Tansy Davies, composer
The human connection to nature has been a strand of my work for as long as I can remember. Now feels like the moment my life has prepared me for; a time to engage even more directly with the huge loss of our spiritual connection to the natural world and to Earth, our home.
The most outlandish future project on my horizon is something I would call a “land opera”: a re-enchantment of the land through song. It would be centred around a community of singers, some professional, some not, and created in collaboration with shamanic practitioners; those who have retained a respect for nature through ancient ritual but recognise that these rituals too need to be remade, so that we all can find a way in to this kind of connection to nature, to Earth and to each other.
I don’t know if this work will ever be made but the impulse to create work about healing and reconnection certainly feels more urgent now.
Stephen Woolley, film-maker
Depending on which TV station, radio show or newspaper I visit I’m either an extra in a George Romero zombie movie, a victim from Soderbergh’s Contagion, or Dickie Attenborough freaking out below deck in In Which We Serve. Nothing feels real. Except stomach clenching paranoia.

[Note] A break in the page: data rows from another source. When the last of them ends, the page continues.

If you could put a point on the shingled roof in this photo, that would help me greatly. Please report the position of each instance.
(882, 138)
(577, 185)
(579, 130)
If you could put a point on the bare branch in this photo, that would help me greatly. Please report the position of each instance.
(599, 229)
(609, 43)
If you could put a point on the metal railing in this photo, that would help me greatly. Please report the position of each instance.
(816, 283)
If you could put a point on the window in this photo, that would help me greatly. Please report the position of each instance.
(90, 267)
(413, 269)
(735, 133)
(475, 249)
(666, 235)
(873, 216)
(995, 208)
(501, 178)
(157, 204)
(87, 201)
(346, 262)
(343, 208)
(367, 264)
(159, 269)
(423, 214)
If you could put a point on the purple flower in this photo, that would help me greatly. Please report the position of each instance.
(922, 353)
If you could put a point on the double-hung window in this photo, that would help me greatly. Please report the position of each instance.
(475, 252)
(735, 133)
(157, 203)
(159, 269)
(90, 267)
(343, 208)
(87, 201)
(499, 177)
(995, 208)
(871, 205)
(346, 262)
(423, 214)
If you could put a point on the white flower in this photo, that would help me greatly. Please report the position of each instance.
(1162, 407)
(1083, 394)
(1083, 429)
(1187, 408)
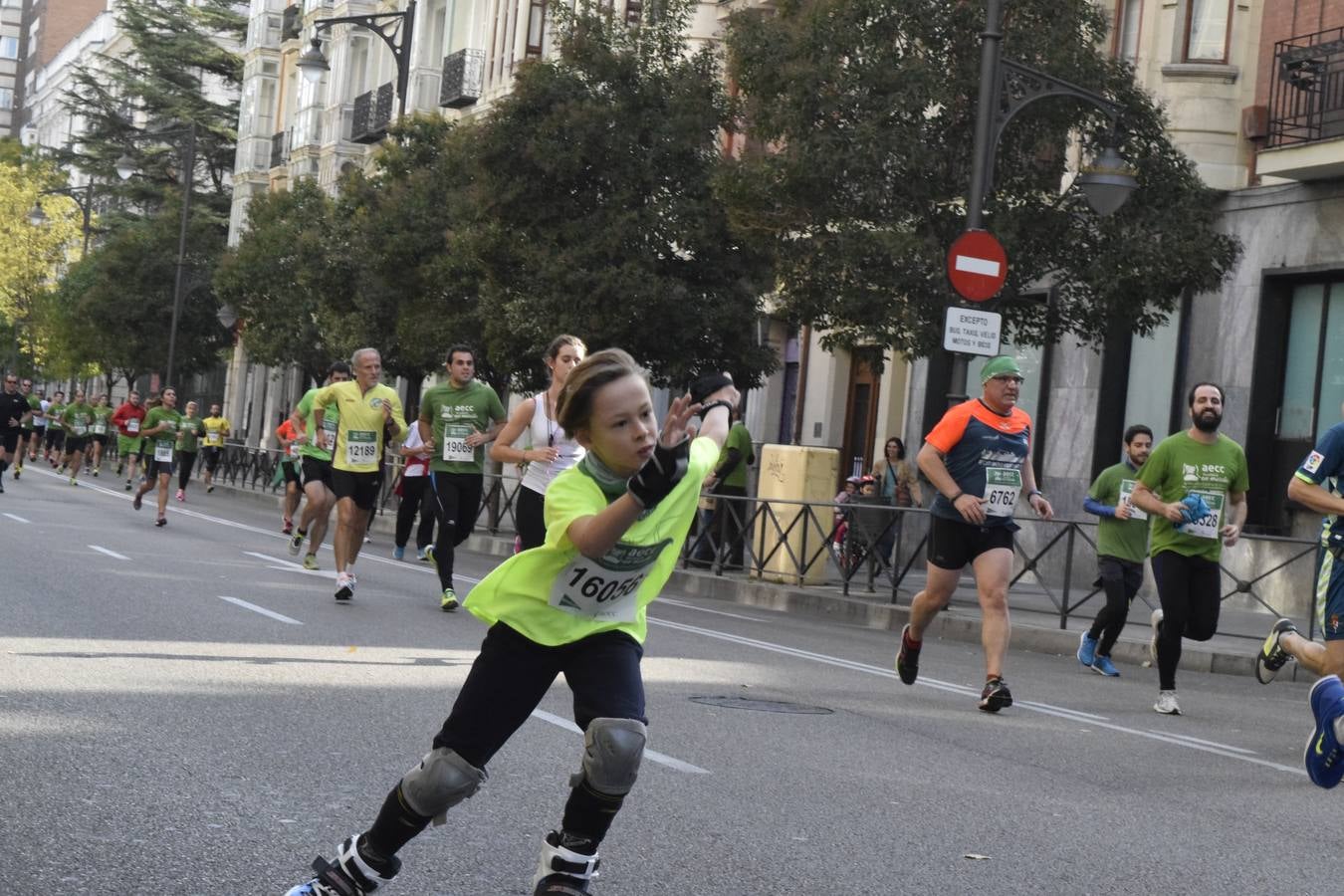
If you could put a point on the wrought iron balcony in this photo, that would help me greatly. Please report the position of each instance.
(292, 23)
(1306, 97)
(463, 77)
(372, 114)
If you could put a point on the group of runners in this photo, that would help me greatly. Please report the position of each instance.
(614, 499)
(74, 435)
(1176, 506)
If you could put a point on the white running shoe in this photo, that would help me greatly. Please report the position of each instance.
(1167, 703)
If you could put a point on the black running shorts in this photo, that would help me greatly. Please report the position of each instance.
(955, 543)
(157, 468)
(359, 487)
(318, 470)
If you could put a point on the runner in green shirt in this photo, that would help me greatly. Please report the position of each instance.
(316, 464)
(615, 523)
(456, 421)
(1194, 488)
(1121, 547)
(188, 438)
(160, 434)
(56, 442)
(77, 419)
(100, 430)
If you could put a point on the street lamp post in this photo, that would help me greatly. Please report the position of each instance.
(395, 29)
(83, 196)
(1006, 89)
(125, 168)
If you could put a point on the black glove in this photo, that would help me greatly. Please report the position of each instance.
(660, 473)
(707, 385)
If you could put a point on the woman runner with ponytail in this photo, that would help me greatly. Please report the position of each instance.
(614, 527)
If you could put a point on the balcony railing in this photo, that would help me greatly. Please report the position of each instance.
(1306, 95)
(372, 114)
(461, 82)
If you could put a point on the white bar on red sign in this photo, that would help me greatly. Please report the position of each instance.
(974, 265)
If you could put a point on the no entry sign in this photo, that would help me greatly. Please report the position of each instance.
(978, 265)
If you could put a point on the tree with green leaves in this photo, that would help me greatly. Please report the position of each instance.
(594, 211)
(288, 269)
(31, 257)
(183, 70)
(114, 310)
(868, 111)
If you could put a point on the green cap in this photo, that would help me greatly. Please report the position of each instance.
(1001, 365)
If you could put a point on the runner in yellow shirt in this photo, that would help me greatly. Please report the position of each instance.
(217, 433)
(614, 527)
(368, 411)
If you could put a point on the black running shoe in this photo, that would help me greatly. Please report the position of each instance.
(907, 658)
(995, 696)
(1271, 657)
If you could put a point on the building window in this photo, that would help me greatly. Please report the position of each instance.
(1206, 30)
(1152, 377)
(1312, 399)
(1298, 387)
(1126, 30)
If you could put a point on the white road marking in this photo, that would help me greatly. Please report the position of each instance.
(661, 758)
(1207, 743)
(974, 265)
(288, 565)
(1044, 708)
(718, 612)
(262, 610)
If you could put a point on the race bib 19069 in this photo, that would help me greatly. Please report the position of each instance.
(454, 443)
(606, 590)
(360, 448)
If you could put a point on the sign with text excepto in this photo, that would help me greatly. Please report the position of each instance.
(972, 331)
(978, 265)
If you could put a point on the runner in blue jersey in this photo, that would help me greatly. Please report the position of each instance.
(976, 457)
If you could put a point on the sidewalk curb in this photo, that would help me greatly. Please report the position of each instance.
(956, 623)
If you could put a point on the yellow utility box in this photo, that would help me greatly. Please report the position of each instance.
(795, 473)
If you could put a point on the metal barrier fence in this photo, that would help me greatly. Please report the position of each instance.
(874, 547)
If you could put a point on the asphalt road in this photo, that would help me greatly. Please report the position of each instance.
(187, 711)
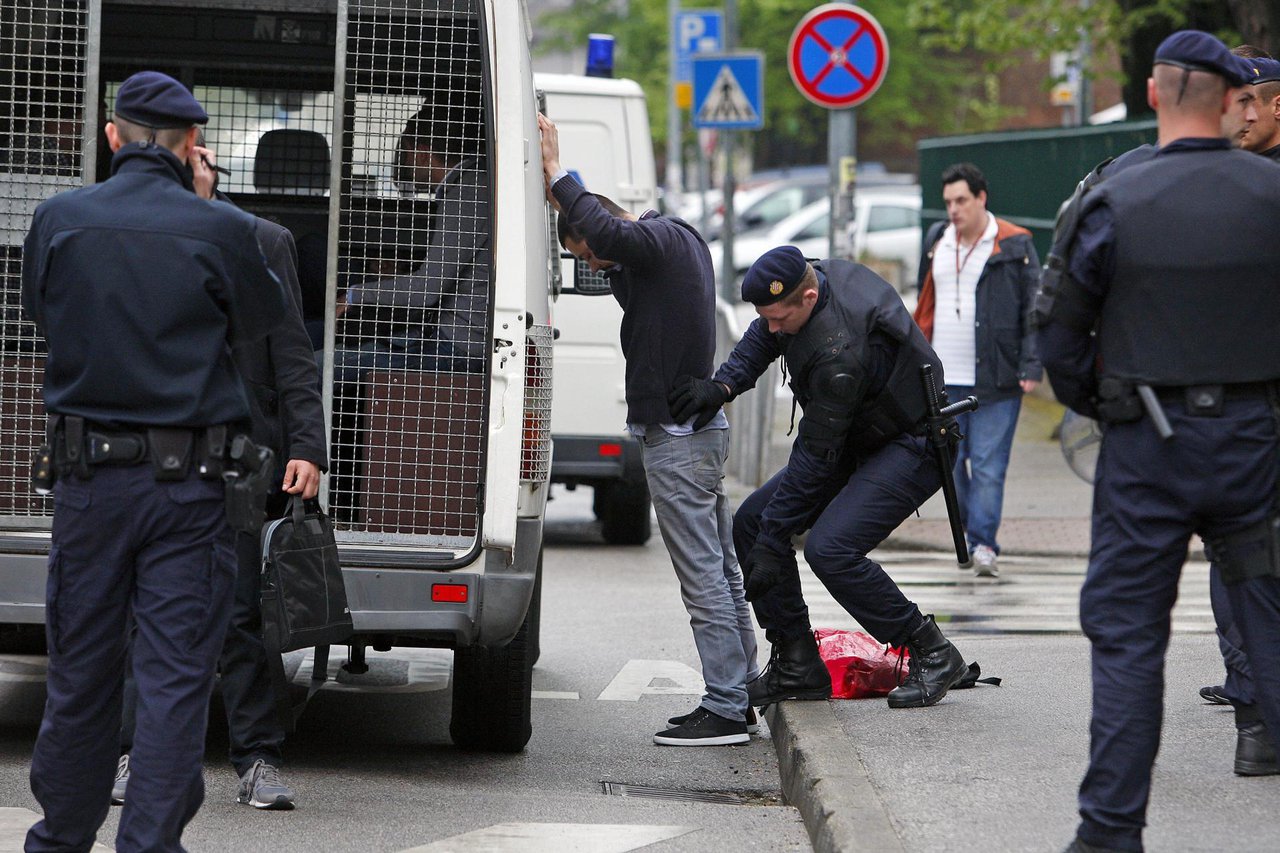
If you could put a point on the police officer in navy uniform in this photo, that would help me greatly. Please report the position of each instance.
(1168, 328)
(140, 288)
(859, 466)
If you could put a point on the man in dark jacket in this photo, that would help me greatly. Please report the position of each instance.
(859, 466)
(283, 384)
(661, 274)
(140, 290)
(977, 282)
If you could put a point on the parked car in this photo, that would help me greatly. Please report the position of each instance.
(886, 233)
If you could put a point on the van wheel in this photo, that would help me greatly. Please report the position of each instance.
(626, 514)
(22, 638)
(492, 688)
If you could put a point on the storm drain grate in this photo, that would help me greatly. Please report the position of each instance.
(617, 789)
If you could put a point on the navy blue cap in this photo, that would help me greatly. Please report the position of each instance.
(1196, 50)
(773, 274)
(1265, 71)
(156, 100)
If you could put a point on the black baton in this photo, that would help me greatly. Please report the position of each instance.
(941, 425)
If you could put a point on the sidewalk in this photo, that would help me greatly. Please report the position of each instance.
(996, 770)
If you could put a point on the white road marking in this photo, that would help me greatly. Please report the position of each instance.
(636, 679)
(554, 838)
(14, 824)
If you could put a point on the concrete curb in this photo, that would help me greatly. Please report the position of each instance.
(823, 778)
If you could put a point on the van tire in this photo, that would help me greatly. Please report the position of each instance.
(492, 688)
(626, 512)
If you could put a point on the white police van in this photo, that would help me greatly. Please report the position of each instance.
(604, 138)
(440, 478)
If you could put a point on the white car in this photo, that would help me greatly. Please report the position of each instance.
(886, 235)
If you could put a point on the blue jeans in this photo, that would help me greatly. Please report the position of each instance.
(982, 461)
(686, 483)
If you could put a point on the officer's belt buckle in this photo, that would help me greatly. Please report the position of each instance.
(124, 448)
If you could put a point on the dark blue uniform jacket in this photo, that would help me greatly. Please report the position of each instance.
(140, 287)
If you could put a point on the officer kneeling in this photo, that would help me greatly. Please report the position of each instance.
(859, 466)
(140, 288)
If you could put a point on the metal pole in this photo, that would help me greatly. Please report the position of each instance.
(842, 165)
(728, 274)
(673, 118)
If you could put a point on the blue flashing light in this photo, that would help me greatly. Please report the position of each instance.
(599, 55)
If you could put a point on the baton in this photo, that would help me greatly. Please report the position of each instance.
(941, 424)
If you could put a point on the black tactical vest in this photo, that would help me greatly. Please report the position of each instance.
(859, 302)
(1193, 299)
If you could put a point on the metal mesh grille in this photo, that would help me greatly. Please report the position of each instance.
(42, 49)
(535, 452)
(411, 345)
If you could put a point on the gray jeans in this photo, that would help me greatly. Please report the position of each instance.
(685, 475)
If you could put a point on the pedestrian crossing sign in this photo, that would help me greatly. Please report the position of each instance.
(728, 91)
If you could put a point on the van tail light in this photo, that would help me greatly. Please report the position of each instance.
(535, 448)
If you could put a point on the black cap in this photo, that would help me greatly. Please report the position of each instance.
(1265, 71)
(158, 101)
(1196, 50)
(773, 274)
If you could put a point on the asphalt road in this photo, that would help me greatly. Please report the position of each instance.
(374, 769)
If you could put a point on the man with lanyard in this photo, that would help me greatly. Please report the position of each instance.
(1183, 369)
(661, 274)
(859, 466)
(140, 288)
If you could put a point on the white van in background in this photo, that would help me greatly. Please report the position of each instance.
(604, 141)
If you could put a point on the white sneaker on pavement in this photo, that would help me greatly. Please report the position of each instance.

I’m working from home with my wife, Elizabeth. The phone calls and Zoom meetings and emails cascade with the promise of future productions. As producers we have had two films preparing to shoot this summer and autumn. Who knows how long they will be delayed. Is there anything less socially distancing than the intimacy of filming drama?
Yet while cinemas did briefly shut at the start of the Blitz, they then remained open throughout the rest of the war. People needed the comfort of their fellow sufferers and they enjoyed laughing and crying together, often remaining rooted to their seats during air raids.
The idea of solidarity was then a human necessity. I think it remains so today. Despite the online community, real comradeship is one of the few ideas that comforts us through these bleak days.
People need to be together and movies have to be about something that creates debate and laughter and sadness in a way that’s both profound and entertaining, to be discussed and shared as a group. If we ever get the privilege to make a film again I hope we are aware of that responsibility of an audience’s need to be liberated from their isolation.
Rachel O’Riordan, artistic director of Lyric Hammersmith
It was four days after press night that we had to close Love, Love, Love [a satirical drama directed by O’Riordan].I’d like to finish its run and convey the message that the show can, and will, go on. We won’t be the same people but I want to convey the message that this was a pause, not an end.
The Lyric was originally a music hall. People went to music halls during the war to laugh. In trauma we need to be together and have a release. And we can’t at the moment. Laughing together again, sitting side by side, will be a very powerful thing.
Antigone [directed by Roy Alexander Weise, and part of the same season of productions] was in its first day of rehearsals when I had to tell the company we were closing. The Sophoclean drama is all about a world that has been decimated and has to start to rebuild itself. We were working on the translation by Seamus Heaney, who lived through the Troubles and was profoundly affected by the suffering he saw.
I feel that when we programme it again, it will be playing to audiences who live in a world that is also trying to rebuild itself, emotionally and economically. It will have added intensity.